Arcata, California, in the USA is a small town on the coast about 260 miles north of San Francisco. It is a somewhat remarkable town given that:
- It's a small town in California
- The people are generally pleasant and good-natured
- Pedestrians are not an endangered species
- It is the home of Humboldt State University, the oldest California State University
- It is located near many national and state parks
- It has its own hippie population
- There's an odd rumour going about that it is the centre of pot-subculture
Arcata's Fall-Spring population is about 16,000, dropping to about 8,000 in the summer. Like many of the surrounding towns it's a lumber town, born of the giant redwood trees that grow abundantly there (but not as abundantly as they used to, given that there are a lot of people who like to chop them down so that they can build freeways1).
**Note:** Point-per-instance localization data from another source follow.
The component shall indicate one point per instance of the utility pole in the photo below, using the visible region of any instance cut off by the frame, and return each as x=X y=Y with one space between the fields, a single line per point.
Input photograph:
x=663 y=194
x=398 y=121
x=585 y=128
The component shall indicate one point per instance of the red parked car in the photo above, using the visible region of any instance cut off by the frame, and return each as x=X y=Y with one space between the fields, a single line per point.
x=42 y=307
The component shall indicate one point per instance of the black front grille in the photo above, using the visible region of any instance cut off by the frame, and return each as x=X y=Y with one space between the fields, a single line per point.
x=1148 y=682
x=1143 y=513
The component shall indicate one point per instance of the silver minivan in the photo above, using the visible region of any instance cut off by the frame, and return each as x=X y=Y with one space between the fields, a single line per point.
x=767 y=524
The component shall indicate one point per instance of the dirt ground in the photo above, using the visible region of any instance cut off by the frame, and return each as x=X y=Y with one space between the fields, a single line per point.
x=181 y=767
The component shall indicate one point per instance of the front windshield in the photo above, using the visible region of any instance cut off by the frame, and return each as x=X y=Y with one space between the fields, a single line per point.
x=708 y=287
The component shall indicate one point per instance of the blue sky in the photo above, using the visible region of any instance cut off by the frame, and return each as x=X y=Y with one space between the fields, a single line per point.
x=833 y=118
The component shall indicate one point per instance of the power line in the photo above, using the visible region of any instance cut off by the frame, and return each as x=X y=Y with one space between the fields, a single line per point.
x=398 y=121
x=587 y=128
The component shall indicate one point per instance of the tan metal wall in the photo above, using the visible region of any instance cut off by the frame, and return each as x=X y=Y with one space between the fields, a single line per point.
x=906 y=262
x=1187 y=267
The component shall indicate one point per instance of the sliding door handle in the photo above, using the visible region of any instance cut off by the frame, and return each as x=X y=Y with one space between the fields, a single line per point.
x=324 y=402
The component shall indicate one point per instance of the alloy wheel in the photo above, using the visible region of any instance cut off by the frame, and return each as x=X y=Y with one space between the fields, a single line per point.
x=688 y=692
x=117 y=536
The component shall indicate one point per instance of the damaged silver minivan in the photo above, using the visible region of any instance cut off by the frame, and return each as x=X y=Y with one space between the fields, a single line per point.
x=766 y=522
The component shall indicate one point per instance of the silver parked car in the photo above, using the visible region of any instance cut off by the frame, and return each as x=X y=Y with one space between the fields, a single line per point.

Due to the increasing lack of trees for cutting, Arcata is fortunate to have the student population to support the local economy. As with many small college towns, the general atmosphere is liberal conservatism, or conservative liberalism (whichever you prefer). The prevailing feelings are 'big business is bad, support local organisations, organic food is good, hemp is great, recycle,' and all that good stuff.
Surfing and Hiking
This area of California, known locally as the North Coast, is the center of many national and state parks. There's lots of public beaches, and good surfing in the winter (you'll need a wetsuit at least 3mm thick, though). I recommend College Cove in nearby Trinidad, Moonstone Beach and Camel Rock for surfing. They can get a bit crowded, as these are the favoured local spots, but most surfers here are generally cool about it. If camping and hiking is more your thing, then Patrick's Point (a national park to the north) is highly recommended. You could stay a week, and still not have explored it all. Some of the most beautiful and astonishing vistas can be taken in here.
If you're feeling a bit more ambitious in the hiking department, try the Trinity Alps to the north. This is a favourite location for the local Backpackers. Don't worry about running into people though - the Trinity Alps have enough trails to keep your trip from becoming too social.
On the restaurant scene, my personal favourite in Arcata is a mid-priced Japanese place called Tomo's - best sushi I've ever had, and the teriyaki chicken also comes highly recommended. The restaurant is located on Arcata's pleasantly quaint town square in the Arcata Hotel.
If you're looking for someplace a little more ritzy, on the opposite side of the square is Abruzzi, an Italian place. It's pretty good, but I think you're paying for the atmosphere more than the food. There is also a large selection of little local diners and cafes, many of which will give you a good idea of Arcata's true flavour. There you can find 'California Cuisine' without too much of the usual pomposity. If it's pizza you're after, then two places instantly spring to mind2:
- Smug's, a tiny blink-and-you'll-miss-it type place next to the Arcata movie theatre
You can't go wrong with either of these places. Whole pies or by-the-slice - great stuff at a reasonable price.
Speaking of reasonable prices, this being California, not much is reasonably priced. If you're driving, expect to pay insane amounts for gas. To give you an idea, the current price is $1.65 a gallon (it's gotten a bit better recently).
If you're planing on staying at a motel, I recommend one of the many clustered around Guintoli Lane, north of the University.
Every Saturday morning, starting at 8am is a farmers' market, which is well worth visiting if you've never been. Organic produce, honey, flowers, and various arts and crafts are sold. Sometimes local musicians play, or a dance troupe performs. This will give you the true flavour of the town.
If you're looking for a good night spot, give up now and choose a new destination. You're not going to find it here!
In nearby Eureka, there's a place called Club West, but I've never thought it very good. They do have good shows sometimes, though. Also, the University has a lot of performers coming through its host organization Centre Arts. The only nightly attraction actually in Arcata, though, is Café Tomo, which also has a variety of good local musicians - everything from Arcata's brand of funk-blues-hillbilly-fusion to jazz combos to the University's Calypso ensemble (which is a sight to be seen!) and belly dancers. Café Tomo (an extension of the aforementioned Japanese restaurant) is open to 21-and-overs, however.